We can check the cost of the Cython/Rust overhead.
$ cd mybench
$ python bench/bench.py --nb_runs 1000000 --num 1
By testing the special case "1
”, we have only one test executed in our is_prime
function. In this case, the cost of our computation is mainly the cost of calling the is_prime
function: we observe the call overhead of Cython and Rust versus pure Python.
> Running 1000000 primality tests on 1, result 'False' with 1 tests
> Bench Rust/PyO3 0.166 False
> Bench Cython 0.113 False
> Bench Python 0.134 False
We can see that with Cython, we don’t have a measurable overhead for this specific case. With Py03, a very small overhead appears.
We will now try a more general case. First, we will test all the prime numbers below a specified threshold and register their performance. We can then plot the performance improvements for several run settings.
$ cd mybench
$ python bench/bench.py --nb_runs 1000000 --num 100000 --output_serie runs.csv
This run generates an output file “runs.csv
” with the following format.
num,nb_runs,result,nb_tests,tm_rust,tm_cython,tm_python
2,1000000,True,0,0.1748378580014105,0.17820978199961246,0.3463963739995961
547,1000000,True,22,0.23610526800075604,0.24908054699881177,1.2034144149984058
1229,1000000,True,34,0.2719646179994015,0.2854190660000313,1.6644533799990313
1993,1000000,True,43,0.29658469800051535,0.3141682330006006,1.961818502000824
2749,1000000,True,51,0.32396009900003264,0.33482105799885176,2.2520081020011276
3581,1000000,True,58,0.3524247669993201,0.35497432999909506,2.4976866420001897
4421,1000000,True,65,0.37128741100059415,0.37557477799964545,2.7788527150005393
5281,1000000,True,71,0.3890202149996185,0.394951800999479,3.0130012549998355
6143,1000000,True,77,0.4090290809999715,0.41361685099946044,3.184734868000305
First, a plot of our run trace. On the x-axis is the number of tests (complexity of the run). On the y-axis is the average run time of the three implementations.
import pandas as pd
df = pd.read_csv("mybench/runs.csv")
sdf = df[["nb_tests", "tm_rust", "tm_python", "tm_cython"]]
sdf.plot(x="nb_tests", kind="line")
Without surprise, we can see that the average run time scale linearly with increasing complexity on the three implementations. The pure Python implementation run-time increase with a steeper slope than native implementations. Cython and Rust/PyO3 performances are comparables.
Second, a plot of the ratio between pure Python runs and native (Rust + Cython averaged) runs.
import pandas as pd
df = pd.read_csv("mybench/runs.csv")
df["tm_native"] = (df["tm_rust"] + df["tm_cython"]) / 2.0
df["ratio"] = df["tm_python"] / df["tm_native"]
sdf = df[["nb_tests", "ratio"]]
sdf.plot(x="nb_tests", y="ratio", kind="scatter")
In this case, we observe that the improvement ratio increase as more compute-heavy code is moved into the native module.
Wrap-up
A simple wrap-up:
- With our test case, the call overhead of Cython and Rust/PyO3 are comparable with a slight advantage for Cython.
- As more computational complexity is moved into the native extension, the performance improvement increase. For example, if you use a native function within a loop, you gain performance by moving the loop code into the extension.
- For simple functions without loops, using a native extension can be overkill.

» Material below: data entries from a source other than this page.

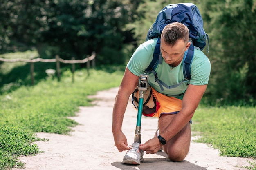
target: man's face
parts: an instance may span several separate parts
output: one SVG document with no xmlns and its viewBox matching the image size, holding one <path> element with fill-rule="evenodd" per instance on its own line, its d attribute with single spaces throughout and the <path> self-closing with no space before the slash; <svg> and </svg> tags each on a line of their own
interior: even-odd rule
<svg viewBox="0 0 256 170">
<path fill-rule="evenodd" d="M 178 40 L 174 46 L 171 46 L 166 44 L 163 38 L 161 38 L 161 52 L 165 62 L 173 67 L 177 66 L 182 60 L 184 53 L 190 44 Z"/>
</svg>

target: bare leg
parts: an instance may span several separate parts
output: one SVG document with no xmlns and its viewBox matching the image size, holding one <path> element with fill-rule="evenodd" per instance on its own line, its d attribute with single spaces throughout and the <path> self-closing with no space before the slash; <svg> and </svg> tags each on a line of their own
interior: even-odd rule
<svg viewBox="0 0 256 170">
<path fill-rule="evenodd" d="M 161 133 L 171 122 L 175 115 L 163 115 L 158 121 Z M 182 161 L 189 150 L 191 130 L 190 124 L 188 122 L 186 126 L 173 138 L 164 146 L 164 151 L 167 154 L 170 160 L 174 162 Z"/>
</svg>

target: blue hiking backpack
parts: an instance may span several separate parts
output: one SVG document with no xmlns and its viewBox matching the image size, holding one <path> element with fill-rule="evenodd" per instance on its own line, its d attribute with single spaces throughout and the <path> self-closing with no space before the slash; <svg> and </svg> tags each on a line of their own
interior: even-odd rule
<svg viewBox="0 0 256 170">
<path fill-rule="evenodd" d="M 189 30 L 189 39 L 191 42 L 188 50 L 185 51 L 183 57 L 182 65 L 184 79 L 181 82 L 168 86 L 158 79 L 155 71 L 158 64 L 161 64 L 162 56 L 160 50 L 161 33 L 164 28 L 169 24 L 179 22 L 187 26 Z M 146 40 L 158 38 L 154 51 L 153 59 L 145 70 L 147 73 L 153 73 L 155 80 L 164 90 L 162 86 L 170 89 L 180 86 L 184 82 L 190 80 L 190 68 L 194 56 L 195 49 L 202 50 L 207 40 L 207 52 L 209 51 L 209 38 L 203 28 L 203 20 L 198 7 L 191 3 L 171 4 L 166 6 L 158 14 L 155 22 L 148 30 Z"/>
</svg>

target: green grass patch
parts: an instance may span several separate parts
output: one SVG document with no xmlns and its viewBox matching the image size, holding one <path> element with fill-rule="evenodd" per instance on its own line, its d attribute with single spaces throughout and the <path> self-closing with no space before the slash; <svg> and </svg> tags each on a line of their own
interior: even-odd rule
<svg viewBox="0 0 256 170">
<path fill-rule="evenodd" d="M 46 77 L 35 86 L 21 86 L 0 95 L 0 170 L 23 168 L 18 157 L 40 152 L 33 142 L 43 139 L 34 133 L 68 134 L 77 123 L 67 117 L 75 116 L 79 106 L 90 105 L 88 95 L 118 86 L 123 73 L 78 71 L 72 83 L 67 70 L 59 82 Z"/>
<path fill-rule="evenodd" d="M 198 108 L 192 130 L 197 141 L 211 144 L 222 156 L 256 158 L 256 108 L 227 106 Z"/>
</svg>

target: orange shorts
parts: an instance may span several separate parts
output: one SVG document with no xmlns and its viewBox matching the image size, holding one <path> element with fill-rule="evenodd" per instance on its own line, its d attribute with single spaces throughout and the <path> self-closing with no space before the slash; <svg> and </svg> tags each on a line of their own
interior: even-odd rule
<svg viewBox="0 0 256 170">
<path fill-rule="evenodd" d="M 153 117 L 159 118 L 164 114 L 177 114 L 181 110 L 182 101 L 171 96 L 168 96 L 157 91 L 151 87 L 153 95 L 160 105 Z"/>
</svg>

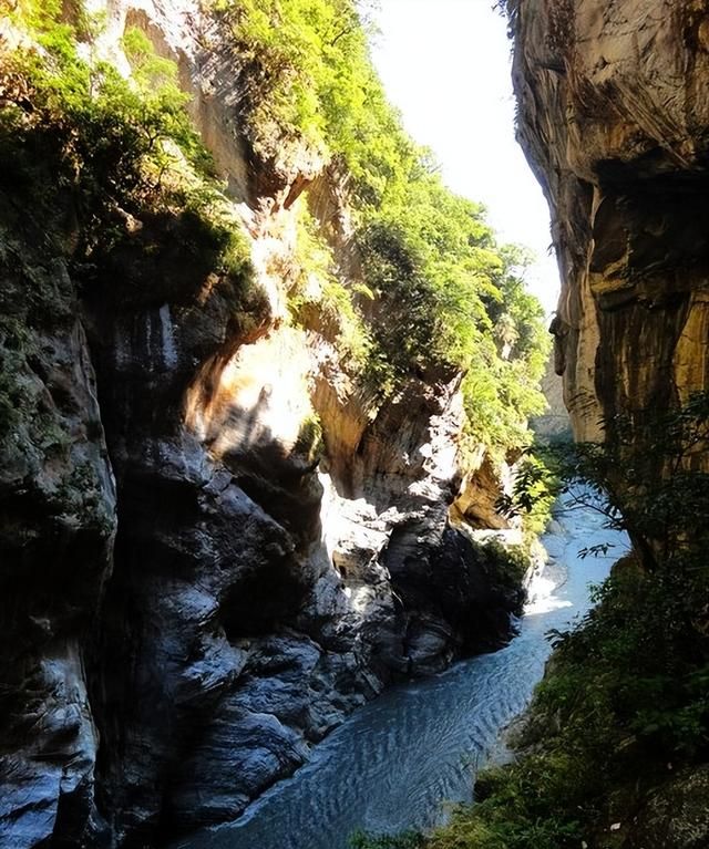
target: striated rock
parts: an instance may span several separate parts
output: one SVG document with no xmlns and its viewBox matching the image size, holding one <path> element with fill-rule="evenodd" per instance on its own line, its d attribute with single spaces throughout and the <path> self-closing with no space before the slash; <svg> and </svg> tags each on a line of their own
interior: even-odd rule
<svg viewBox="0 0 709 849">
<path fill-rule="evenodd" d="M 518 137 L 549 200 L 577 438 L 707 387 L 701 0 L 512 3 Z"/>
<path fill-rule="evenodd" d="M 521 604 L 463 529 L 506 522 L 484 451 L 463 482 L 461 375 L 381 402 L 327 320 L 288 321 L 299 204 L 358 275 L 336 166 L 245 135 L 228 20 L 94 6 L 117 68 L 126 27 L 177 62 L 251 263 L 217 269 L 188 211 L 114 209 L 121 238 L 82 265 L 59 189 L 49 215 L 1 186 L 0 843 L 18 849 L 238 817 L 390 681 L 506 641 Z"/>
</svg>

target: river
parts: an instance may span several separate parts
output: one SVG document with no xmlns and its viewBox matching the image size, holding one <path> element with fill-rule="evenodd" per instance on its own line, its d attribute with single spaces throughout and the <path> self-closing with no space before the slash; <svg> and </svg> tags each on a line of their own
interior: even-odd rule
<svg viewBox="0 0 709 849">
<path fill-rule="evenodd" d="M 578 508 L 543 538 L 549 562 L 530 588 L 520 634 L 501 651 L 446 672 L 391 687 L 358 711 L 234 824 L 205 830 L 174 849 L 347 849 L 356 829 L 429 828 L 448 804 L 472 798 L 476 769 L 500 755 L 501 731 L 528 704 L 549 654 L 545 634 L 565 629 L 589 605 L 627 549 L 604 517 Z M 605 556 L 578 551 L 609 542 Z"/>
</svg>

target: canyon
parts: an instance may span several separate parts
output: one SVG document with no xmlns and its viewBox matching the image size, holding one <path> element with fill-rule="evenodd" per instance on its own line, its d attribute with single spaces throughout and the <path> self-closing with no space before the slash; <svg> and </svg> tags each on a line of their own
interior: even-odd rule
<svg viewBox="0 0 709 849">
<path fill-rule="evenodd" d="M 494 507 L 504 459 L 464 439 L 463 372 L 423 356 L 382 400 L 331 313 L 306 302 L 290 318 L 304 215 L 337 275 L 366 282 L 337 164 L 249 137 L 224 17 L 191 0 L 90 11 L 93 61 L 130 75 L 124 39 L 142 33 L 140 50 L 176 68 L 226 185 L 219 226 L 245 256 L 219 272 L 195 214 L 119 204 L 103 225 L 116 242 L 88 251 L 49 159 L 3 186 L 13 849 L 143 847 L 233 820 L 388 683 L 504 644 L 524 600 L 476 538 L 522 531 Z M 8 63 L 32 49 L 10 19 L 0 34 Z M 3 95 L 29 121 L 22 86 L 9 74 Z"/>
</svg>

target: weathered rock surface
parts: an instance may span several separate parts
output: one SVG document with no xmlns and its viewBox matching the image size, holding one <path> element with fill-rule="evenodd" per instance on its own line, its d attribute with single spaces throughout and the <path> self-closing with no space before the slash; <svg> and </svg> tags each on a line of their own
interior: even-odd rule
<svg viewBox="0 0 709 849">
<path fill-rule="evenodd" d="M 576 437 L 597 439 L 604 420 L 641 423 L 709 389 L 709 10 L 510 6 L 518 137 L 562 271 L 556 370 Z M 661 784 L 623 829 L 633 849 L 708 845 L 706 767 Z"/>
<path fill-rule="evenodd" d="M 464 491 L 458 522 L 504 525 L 492 466 L 462 479 L 461 375 L 378 404 L 317 315 L 285 321 L 278 269 L 308 185 L 357 272 L 337 176 L 308 151 L 249 149 L 238 69 L 196 0 L 109 3 L 99 49 L 119 66 L 126 25 L 178 63 L 256 280 L 214 273 L 189 219 L 165 213 L 80 287 L 69 225 L 53 244 L 42 228 L 58 225 L 20 221 L 2 196 L 13 849 L 143 847 L 238 817 L 393 677 L 508 639 L 522 601 L 449 520 Z"/>
<path fill-rule="evenodd" d="M 707 387 L 702 0 L 515 2 L 518 135 L 549 200 L 576 436 Z"/>
</svg>

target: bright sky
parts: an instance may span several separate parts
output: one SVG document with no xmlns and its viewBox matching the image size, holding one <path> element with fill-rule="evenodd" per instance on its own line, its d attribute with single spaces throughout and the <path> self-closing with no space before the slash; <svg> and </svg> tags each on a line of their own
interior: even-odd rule
<svg viewBox="0 0 709 849">
<path fill-rule="evenodd" d="M 514 139 L 511 42 L 493 0 L 379 0 L 373 59 L 417 142 L 444 182 L 482 201 L 501 241 L 532 248 L 530 289 L 547 313 L 558 271 L 546 201 Z"/>
</svg>

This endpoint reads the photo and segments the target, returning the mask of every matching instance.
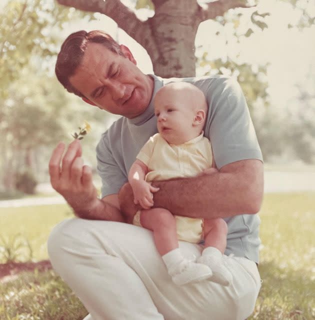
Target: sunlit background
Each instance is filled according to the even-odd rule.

- This test uses simple data types. If you use more complex data types (for example, lists or arrays), moving these types between Python and the extension comes with a cost. Therefore, it is helpful to implement these types natively and expose them in the Python interpreter. It is the approach used by NumPy [1]: a raw C memory buffer exposed in the Python interpreter.
References
[1] Van Der Walt, S., Colbert, S. C., & Varoquaux, G. (2011). The NumPy array: a structure for efficient numerical computation. Computing in science & engineering, 13(2), 22–30.